Companies that export or reexport goods to Cuba consistent with BIS’ licensing policy are generally licensed to engage in various related transactions, including market research, commercial marketing, sales negotiation, and accompanied delivery or servicing of the items.
The definition of the term “payment of cash in advance” is changed to payment before the transfer of title to, and control of, the exported items. This allows for export as long as payment is received prior to the goods’ arrival in a Cuban port of entry rather than prior to shipment.
Independent Cuban entrepreneurs will be selected by the State Department and persons subject to U.S. jurisdiction are authorized to import goods produced by these persons into the United States.
Foreign vessels may now enter the United States after engaging in trade with Cuba.
Non-US Subsidiaries of US Companies. Unlike most other sanctions programs, the Cuban sanctions apply in all respects to non-U.S. subsidiaries of U.S. companies. U.S.-owned or -controlled entities in third countries may now provide goods and services, including financial services, to Cuban nationals located outside of Cuba, provided there is no direct or indirect provision of goods or services to or from Cuba and the transaction otherwise complies with applicable export controls and economic sanctions.

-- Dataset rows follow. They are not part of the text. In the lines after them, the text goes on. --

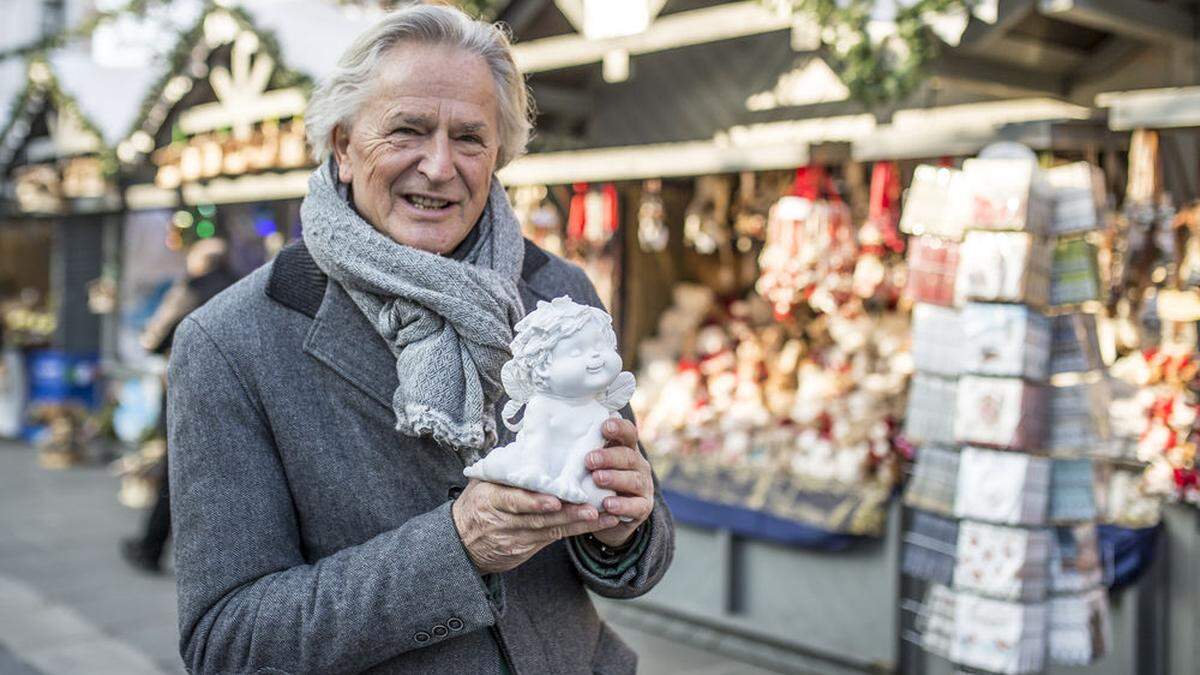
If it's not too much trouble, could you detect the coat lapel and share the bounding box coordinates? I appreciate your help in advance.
[304,280,398,410]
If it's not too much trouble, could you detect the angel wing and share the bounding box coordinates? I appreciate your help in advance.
[600,370,637,411]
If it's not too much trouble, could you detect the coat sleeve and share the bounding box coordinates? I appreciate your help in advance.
[556,268,674,598]
[167,318,502,673]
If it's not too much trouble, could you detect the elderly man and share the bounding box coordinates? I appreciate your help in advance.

Bureau of Industry and Security
In addition to the changes to the OFAC sanctions, the EAR administered by BIS also have been amended, effective January 16, 2015, to permit the export and reexport to Cuba of a wider range of goods, technology and software subject to U.S. jurisdiction, in the following three categories:
Items to support improved living conditions and independent (i.e., private sector) economic activity in Cuba, including building materials, equipment and tools for private-sector construction and renovation of privately owned buildings; tools and equipment for private-sector agricultural activity; “tools of the trade” items for use by private-sector entrepreneurs, such as mechanics and restauranteurs; donated or temporarily exported items for use in scientific, archaeological, cultural, educational, historic preservation and sporting activities; and items to support the development of civil society and the free flow of information to, from and among the Cuban people (such as certain telecommunications and Internet-related items). Only items that are controlled for anti-terrorism reasons or are not specifically listed on the Commerce Control List are eligible for export under this category. In addition, the exported items may not be used in connection with defense articles and services or items on the Commerce Control List subject to other national security or dual-use based controls.
Consumer communications devices, such as personal computers, cellphones, televisions, radios, and digital cameras. This category includes consumer communications devices containing mass-market and other weaker-level encryption hardware and software (except encryption source code). Such items may not be exported for use by a government end user or in connection with defense articles and services or items on the Commerce Control List subject to other national security and dual-use based controls.
Gift parcels and humanitarian donations of items such as food and clothing. Limited donations of such items were previously authorized. The changes to the EAR expand this authorization to permit the consolidation of multiple gift parcels in a single shipment.
In addition, the EAR have been amended to implement a general policy of approval for licenses for the export and reexport to Cuba of items “necessary” for the environmental protection of U.S. and international air quality, waters and coastlines (including items related to renewable energy or energy efficiency). The full extent of this new general policy is not yet clear. For example, it is arguable that the export of new cars and trucks to Cuba to replace that country’s well-known fleet of 1950s era (now classic) cars would result in the enhancement of international air quality by reducing pollution from Cuban vehicles. However, whether such an export would be sufficient in BIS’s view to satisfy the requirement that the export be “necessary” remains to be seen.